The purpose of this study was to quantitatively evaluate the tumor accumulation and heterogeneity of 111In-ibritumomab tiuxetan (Zevalin®) and tumor accumulation of 18F-fluoro-deoxyglucose (FDG) and compare them to the tumor response in B-cell non-Hodgkin’s lymphoma patients receiving 90Y-ibritumomab tiuxetan (Zevalin®) therapy.

Methods

Sixteen patients with histologically confirmed non-Hodgkin’s B-cell lymphoma who underwent 90Y-ibritumomab tiuxetan therapy along with 111In-ibritumomab tiuxetan single-photon emission computerized tomography (SPECT)/CT and FDG positron emission tomography (PET)/CT were enrolled in this retrospective study. On pretherapeutic FDG PET/CT images, the maximum standardized uptake value (SUVmax) was measured. On SPECT/CT images, a percentage of the injected dose per gram (%ID/g) and SUVmax of 111In-ibritumomab tiuxetan were measured at 48 h after its administration.

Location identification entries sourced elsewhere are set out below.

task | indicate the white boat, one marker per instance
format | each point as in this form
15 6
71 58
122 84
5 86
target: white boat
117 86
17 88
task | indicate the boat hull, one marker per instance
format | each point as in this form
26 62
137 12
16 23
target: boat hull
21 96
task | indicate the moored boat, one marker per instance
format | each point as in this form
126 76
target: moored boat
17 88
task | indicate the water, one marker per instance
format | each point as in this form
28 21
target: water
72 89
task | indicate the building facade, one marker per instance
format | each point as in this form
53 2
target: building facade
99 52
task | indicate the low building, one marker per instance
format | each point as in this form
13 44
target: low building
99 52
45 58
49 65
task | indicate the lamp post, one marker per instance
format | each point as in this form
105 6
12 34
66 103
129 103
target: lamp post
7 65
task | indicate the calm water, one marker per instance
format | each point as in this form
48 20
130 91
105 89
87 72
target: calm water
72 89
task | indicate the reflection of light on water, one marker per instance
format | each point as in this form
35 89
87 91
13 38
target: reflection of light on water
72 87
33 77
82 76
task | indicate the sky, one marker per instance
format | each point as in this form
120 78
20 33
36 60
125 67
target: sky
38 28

The skewness and kurtosis of the voxel distribution were calculated to evaluate the intratumoral heterogeneity of tumor accumulation. As another intratumoral heterogeneity index, cumulative SUV-volume histograms describing the percentage of the total tumor volume above the percentage thresholds of pretherapeutic FDG and 111In-ibritumomab tiuxetan SUVmax (area under the curve of the cumulative SUV histograms (AUC-CSH)) were calculated. All lesions (n = 42) were classified into responders and non-responders lesion-by-lesion on pre- and post-therapeutic CT images.

Results

A positive correlation was observed between the FDG SUVmax and accumulation of 111In-ibritumomab tiuxetan in lesions. A significant difference in pretherapeutic FDG SUVmax was observed between responders and non-responders, while no significant difference in 111In-ibritumomab tiuxetan SUVmax was observed between the two groups. In contrast, voxel distribution of FDG demonstrated no significant differences in the three heterogeneity indices between responders and non-responders, while 111In-ibritumomab tiuxetan demonstrated skewness of 0.58 ± 0.16 and 0.73 ± 0.24 (p < 0.05), kurtosis of 2.39 ± 0.32 and 2.78 ± 0.53 (p < 0.02), and AUC-CSH of 0.37 ± 0.04 and 0.34 ± 0.05 (p < 0.05) for responders and non-responders.

Conclusions

Pretherapeutic FDG accumulation was predictive of the tumor response in 90Y-ibritumomab tiuxetan therapy. The heterogeneity of the intratumoral distribution rather than the absolute level of 111In-ibritumomab tiuxetan was correlated with the tumor response.

Background

Ibritumomab tiuxetan is a CD20-directed radiotherapeutic antibody administered as part of the therapeutic regimen indicated for the treatment of patients with relapsed or refractory, low-grade, or follicular B-cell non-Hodgkin’s lymphoma [1,2].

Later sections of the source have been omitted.